Anyway, here's today's words:
The air horn thing worked pretty well for them. Siri used it to chase off a giant teddy bear. Oscar used it dispel a new round of fireflies. After several occurrences, though, they were no closer to understanding what triggered the true dreams. They happened very infrequently, which may have been the worst part about it.
Every night, Oscar and Simi put their son to bed with dread in their hearts. Most nights, it wasn’t realized, but that didn’t make the dread go away. They got sick more often, and their doctor informed the both of them that their blood pressure had gone up considerably. Both of them began putting on weight. For Simi, the weight seemed to only collect in all the right places, but Oscar had to start sucking in his breath when he did up his pants, and an all new, unsightly paunch hung over his beltline when he was done. Living under the constant stress of what might happen when they went to bed each night was taking a big toll on the two of them.
Their night fears didn’t haunt them during the day, though. Despite the fact that they probably should feel resentment and anger towards their child, they did not. Maybe it was just the natural parental feelings of protectiveness and unconditional love, or maybe it was that Trevon was an extra cute baby, but the daytime with Trevon was all happiness.

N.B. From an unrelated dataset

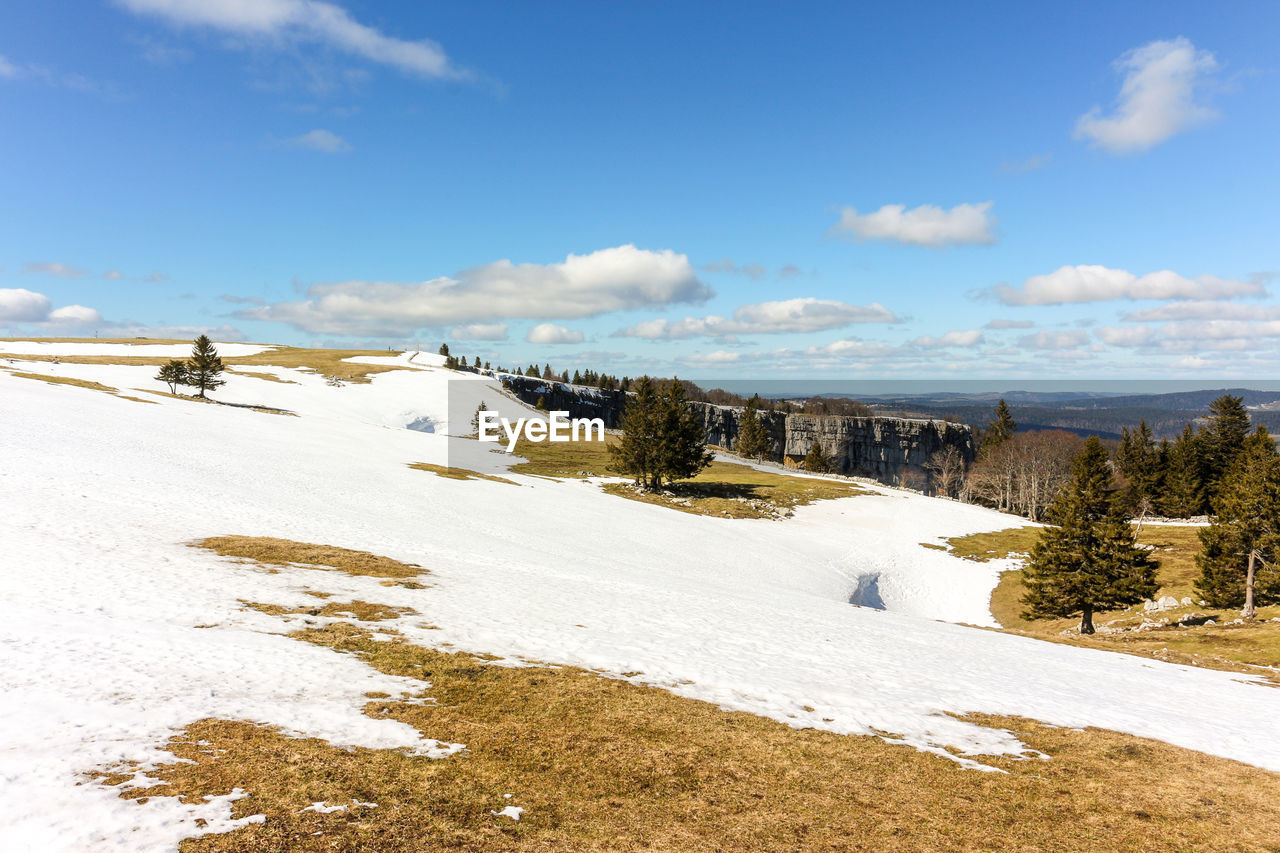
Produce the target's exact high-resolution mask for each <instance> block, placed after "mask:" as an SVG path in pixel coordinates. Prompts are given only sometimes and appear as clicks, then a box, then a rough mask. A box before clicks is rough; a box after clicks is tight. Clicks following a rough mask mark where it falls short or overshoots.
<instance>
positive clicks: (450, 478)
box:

It was only when the dusk began to descend over the city that the fear and stress settled on them.
It was after Oscar had been forced to drive off a blanket monster that was intent on suffocating him in its folds with the air horn that the thought that it was all Trevon’s fault first entered his mind. He immediately berated himself for blaming his innocent baby. But, sitting there, panting as his adrenaline slowly settled back to normal levels, he couldn’t banish the thought entirely.

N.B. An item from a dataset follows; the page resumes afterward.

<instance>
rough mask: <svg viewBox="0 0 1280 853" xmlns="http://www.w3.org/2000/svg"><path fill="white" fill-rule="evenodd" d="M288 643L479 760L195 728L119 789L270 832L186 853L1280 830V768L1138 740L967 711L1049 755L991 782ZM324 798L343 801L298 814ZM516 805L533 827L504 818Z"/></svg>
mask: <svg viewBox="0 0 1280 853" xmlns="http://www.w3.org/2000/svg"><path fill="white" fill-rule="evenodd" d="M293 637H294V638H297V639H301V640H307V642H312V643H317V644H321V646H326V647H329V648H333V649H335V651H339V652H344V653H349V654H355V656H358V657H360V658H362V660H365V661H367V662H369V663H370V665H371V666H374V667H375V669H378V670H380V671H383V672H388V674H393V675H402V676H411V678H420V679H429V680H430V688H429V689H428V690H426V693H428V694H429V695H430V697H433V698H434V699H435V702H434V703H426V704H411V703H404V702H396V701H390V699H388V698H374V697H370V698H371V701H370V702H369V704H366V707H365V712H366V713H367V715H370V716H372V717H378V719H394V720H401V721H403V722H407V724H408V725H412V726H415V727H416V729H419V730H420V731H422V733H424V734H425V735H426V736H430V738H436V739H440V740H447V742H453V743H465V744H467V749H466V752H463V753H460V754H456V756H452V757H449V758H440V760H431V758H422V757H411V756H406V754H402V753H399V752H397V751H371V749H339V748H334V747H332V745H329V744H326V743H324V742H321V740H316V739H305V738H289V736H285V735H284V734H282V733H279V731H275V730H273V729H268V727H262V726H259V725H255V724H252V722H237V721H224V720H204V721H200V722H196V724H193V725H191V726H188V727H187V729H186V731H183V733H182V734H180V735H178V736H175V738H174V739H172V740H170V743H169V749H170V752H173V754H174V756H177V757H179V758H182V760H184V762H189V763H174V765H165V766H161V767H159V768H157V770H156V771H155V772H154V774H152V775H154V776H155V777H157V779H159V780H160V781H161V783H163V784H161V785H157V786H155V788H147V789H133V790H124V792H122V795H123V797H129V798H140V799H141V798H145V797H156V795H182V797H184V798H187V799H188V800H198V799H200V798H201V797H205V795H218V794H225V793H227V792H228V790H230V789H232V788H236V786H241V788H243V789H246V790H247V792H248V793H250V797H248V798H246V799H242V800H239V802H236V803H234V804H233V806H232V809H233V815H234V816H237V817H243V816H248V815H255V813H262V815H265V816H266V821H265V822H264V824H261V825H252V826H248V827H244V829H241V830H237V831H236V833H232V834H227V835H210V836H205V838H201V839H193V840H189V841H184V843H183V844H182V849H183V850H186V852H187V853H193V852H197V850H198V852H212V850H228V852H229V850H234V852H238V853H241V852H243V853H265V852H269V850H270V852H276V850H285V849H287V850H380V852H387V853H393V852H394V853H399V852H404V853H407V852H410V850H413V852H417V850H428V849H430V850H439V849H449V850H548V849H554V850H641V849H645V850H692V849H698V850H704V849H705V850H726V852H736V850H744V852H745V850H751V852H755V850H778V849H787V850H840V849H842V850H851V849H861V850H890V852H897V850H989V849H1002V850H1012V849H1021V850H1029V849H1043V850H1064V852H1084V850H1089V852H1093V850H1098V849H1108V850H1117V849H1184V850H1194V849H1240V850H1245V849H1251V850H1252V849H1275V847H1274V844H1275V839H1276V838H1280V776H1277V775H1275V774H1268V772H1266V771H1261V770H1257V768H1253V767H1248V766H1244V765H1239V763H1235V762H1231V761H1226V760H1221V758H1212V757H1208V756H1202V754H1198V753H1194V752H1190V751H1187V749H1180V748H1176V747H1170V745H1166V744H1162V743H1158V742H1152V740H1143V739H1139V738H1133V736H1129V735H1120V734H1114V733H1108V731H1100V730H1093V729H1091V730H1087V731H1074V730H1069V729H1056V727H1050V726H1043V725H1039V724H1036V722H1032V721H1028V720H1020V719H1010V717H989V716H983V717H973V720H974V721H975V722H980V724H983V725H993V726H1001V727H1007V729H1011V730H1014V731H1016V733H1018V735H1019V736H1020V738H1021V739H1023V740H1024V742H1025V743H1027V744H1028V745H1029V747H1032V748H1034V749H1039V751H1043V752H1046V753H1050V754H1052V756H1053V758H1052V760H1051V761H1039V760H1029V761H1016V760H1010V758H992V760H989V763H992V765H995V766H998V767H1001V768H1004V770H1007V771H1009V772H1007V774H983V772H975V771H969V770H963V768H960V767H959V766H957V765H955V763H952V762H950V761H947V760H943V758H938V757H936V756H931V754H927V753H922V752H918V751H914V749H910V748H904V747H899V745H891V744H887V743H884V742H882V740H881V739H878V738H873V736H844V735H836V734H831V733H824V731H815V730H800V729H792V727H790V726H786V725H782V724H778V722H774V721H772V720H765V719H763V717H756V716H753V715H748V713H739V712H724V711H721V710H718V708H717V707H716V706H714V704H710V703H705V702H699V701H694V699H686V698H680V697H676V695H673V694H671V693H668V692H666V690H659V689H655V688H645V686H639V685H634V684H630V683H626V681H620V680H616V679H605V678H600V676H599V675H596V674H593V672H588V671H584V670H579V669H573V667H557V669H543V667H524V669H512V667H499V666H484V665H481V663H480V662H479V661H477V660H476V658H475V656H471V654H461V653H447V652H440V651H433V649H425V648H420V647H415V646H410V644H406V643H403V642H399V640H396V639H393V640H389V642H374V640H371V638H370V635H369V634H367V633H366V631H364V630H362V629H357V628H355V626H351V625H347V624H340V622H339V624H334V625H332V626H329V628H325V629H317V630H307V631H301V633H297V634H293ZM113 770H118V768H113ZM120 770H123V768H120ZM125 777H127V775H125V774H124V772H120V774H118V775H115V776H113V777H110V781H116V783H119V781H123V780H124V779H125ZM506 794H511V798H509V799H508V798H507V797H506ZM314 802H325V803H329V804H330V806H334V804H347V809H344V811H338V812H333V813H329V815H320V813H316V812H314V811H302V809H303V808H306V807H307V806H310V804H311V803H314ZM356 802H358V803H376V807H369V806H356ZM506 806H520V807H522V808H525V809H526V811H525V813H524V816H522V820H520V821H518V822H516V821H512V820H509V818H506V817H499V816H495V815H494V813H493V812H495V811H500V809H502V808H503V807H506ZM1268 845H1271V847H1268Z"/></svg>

If Trevon were older, they could talk with him, and find out what was going on in his head, in his dreams when his dream monsters manifested in real life. But he was just a gurgling little anklebiter. He could crawl and cruise, and was beginning to take some hesitant steps away from the furniture he was clinging to before falling down hard on his diaper-padded butt, but he couldn’t talk. He couldn’t even say one word, much less string enough together to make a sentence and be truly understood. Sentences were perhaps as far away as two years, and knowing enough words to make those sentences really communicate something was even farther out.
Yet the ability to create monsters out of the ether while he slept was already present and accounted for. The ability to terrorize his parents with the vomit his subconscious spewed forth in the form of dreams and nightmares was already well-developed. They had no idea how or why Trevon had this ability. They had no idea how it could be controlled, or even if it could. They didn’t know whether it would be a lifelong gift, or something that would fade as he grew older like colic does. But Oscar did know one thing, Trevon was the source of this horror, and it was ruining his life, Simi’s too, he supposed. They’d be so much better off if they’d never had him.

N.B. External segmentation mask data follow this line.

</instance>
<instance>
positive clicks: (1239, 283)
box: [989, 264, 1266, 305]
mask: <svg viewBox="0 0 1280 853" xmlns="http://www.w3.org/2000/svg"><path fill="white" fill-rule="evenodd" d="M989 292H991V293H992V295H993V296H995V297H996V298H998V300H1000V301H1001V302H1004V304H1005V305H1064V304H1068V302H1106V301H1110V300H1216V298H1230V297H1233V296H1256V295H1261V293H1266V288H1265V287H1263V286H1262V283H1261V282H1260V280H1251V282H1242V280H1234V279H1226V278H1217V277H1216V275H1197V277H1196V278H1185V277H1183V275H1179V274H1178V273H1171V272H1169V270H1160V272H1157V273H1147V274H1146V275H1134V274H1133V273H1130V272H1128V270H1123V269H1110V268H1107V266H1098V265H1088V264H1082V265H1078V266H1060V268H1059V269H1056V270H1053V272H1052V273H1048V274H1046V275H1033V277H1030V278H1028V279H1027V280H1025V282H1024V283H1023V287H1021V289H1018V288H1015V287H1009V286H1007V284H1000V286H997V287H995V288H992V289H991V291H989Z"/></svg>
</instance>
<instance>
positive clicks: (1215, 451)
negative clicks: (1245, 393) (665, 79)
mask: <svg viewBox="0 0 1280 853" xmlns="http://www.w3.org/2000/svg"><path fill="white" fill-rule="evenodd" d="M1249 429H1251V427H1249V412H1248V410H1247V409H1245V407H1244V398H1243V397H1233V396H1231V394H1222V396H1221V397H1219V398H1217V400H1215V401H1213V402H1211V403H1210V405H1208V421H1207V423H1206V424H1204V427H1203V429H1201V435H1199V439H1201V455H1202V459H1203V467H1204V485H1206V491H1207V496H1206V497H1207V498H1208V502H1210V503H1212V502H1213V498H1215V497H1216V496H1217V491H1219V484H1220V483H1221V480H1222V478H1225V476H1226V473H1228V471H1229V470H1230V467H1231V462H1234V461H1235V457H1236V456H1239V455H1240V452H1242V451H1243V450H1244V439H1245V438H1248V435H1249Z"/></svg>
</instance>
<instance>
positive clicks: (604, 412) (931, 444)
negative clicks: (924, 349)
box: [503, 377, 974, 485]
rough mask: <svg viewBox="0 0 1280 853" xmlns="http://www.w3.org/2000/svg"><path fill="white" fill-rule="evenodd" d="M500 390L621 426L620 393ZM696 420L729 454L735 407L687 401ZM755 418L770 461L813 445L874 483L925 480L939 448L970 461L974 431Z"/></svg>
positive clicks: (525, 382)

Again his mind balked. No, that wasn’t true. They wouldn’t be better off. They might not have this issue to face, but they would be missing so much joy that he brought to their lives too. The happiness was so great that it outweighed the misery. He really felt that. And besides, Trevon was his son. It was his duty and his honor to care for him, protect him, and provide him with safety and security. How dare he even entertain thoughts like that!
They would be fine carrying on with things as they were. The blanket monsters, giant teddy bears, fireflies, and false Simis all fled at the sound of the air horn. It was working, and would continue to for as long as it was necessary.At least, that’s what he thought before that day they went to the Golden Gate Aquarium.